И когда на двадцать седьмой день без хлеба у нас закончился и кофе, мать ушла с самого утра. А мы, дети, сидели на кровати втроем, чтобы было не так холодно, и я думала, если бы только у нас сейчас в ногах была курочка, она бы нас согрела. У птиц температура тела выше, чем у человека.
Эту курочку нам подарила мадемуазель Саломея, храни ее Господь, где бы она ни была сейчас, пусть даже и не в Афинах. Однажды она разорила курятник и отдала курицу моей матери: свари ее, пусть дети попьют бульон, сказала она, иначе, боюсь, у них скоро распухнут железки.
У курочки было красивое оперение, длинная шея и вся она была исполнена жизни, и знать не знала, что мы в оккупации.
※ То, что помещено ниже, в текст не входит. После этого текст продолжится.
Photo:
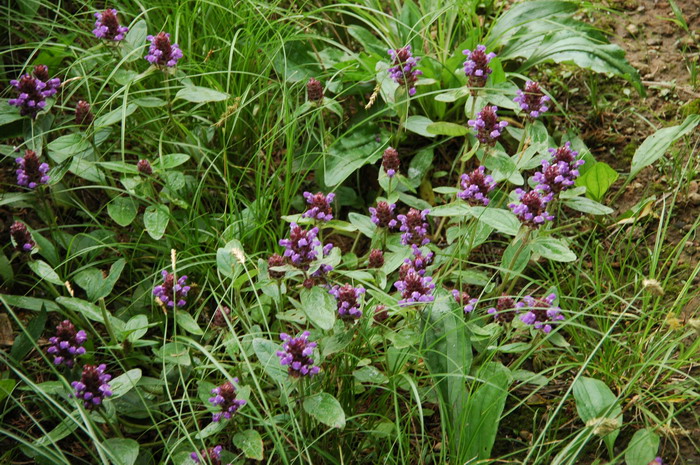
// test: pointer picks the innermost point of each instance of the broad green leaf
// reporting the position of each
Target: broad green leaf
(44, 271)
(319, 306)
(326, 409)
(656, 145)
(642, 448)
(553, 249)
(196, 94)
(125, 382)
(123, 451)
(250, 443)
(155, 219)
(122, 210)
(598, 180)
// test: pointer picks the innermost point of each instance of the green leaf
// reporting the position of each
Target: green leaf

И мы сказали: мама, давай не будем ее резать. Хорошо, ответила мама, пусть немножечко подрастет, выйдет потом еще одна порция, к тому же, может, она еще и снесет яйцо. Яйцо мы съели, когда пришли освободители-англичане. И так мы и продержали курицу около шести месяцев, кое-как кормили ее, я иногда даже приносила ей червячка. Мы выпускали ее пощипать травку и поискать каких-нибудь букашек на пустыре неподалеку. Мы заворачивали ее в пальто Сотириса, и все втроем ходили с ней на прогулку, как бы кто ее не подстрелил и не украл. Мы носили ее на руках, потому что она очень отощала и сама почти не ходила.
В тот день, когда мы тогда пришли на пустырь, я поставила ее на землю, чтобы она поискала червячка, а она завалилась на бок и смотрела на меня. У нее не было сил ковырять землю. Я дала ей воды, она с трудом выпила. Говорю: ребята, птичке плохо, пойдемте домой, надо успеть ее зарезать, пока не померла. Нет, сказала мама, я ее резать не буду. И этим же вечером курица снова посмотрела на меня и умерла. От голода. Я подняла ее на руки, она стала тяжелее. С ума сошла хоронить ее, с каких пор вы стали богачами, крикнула мне с балкона мадемуазель Саломея, когда увидела, как я копаю во дворе. Она еще теплая, ощиплите ее и сварите! Дура я, что отдала вам ее, такая курица зазря пропала!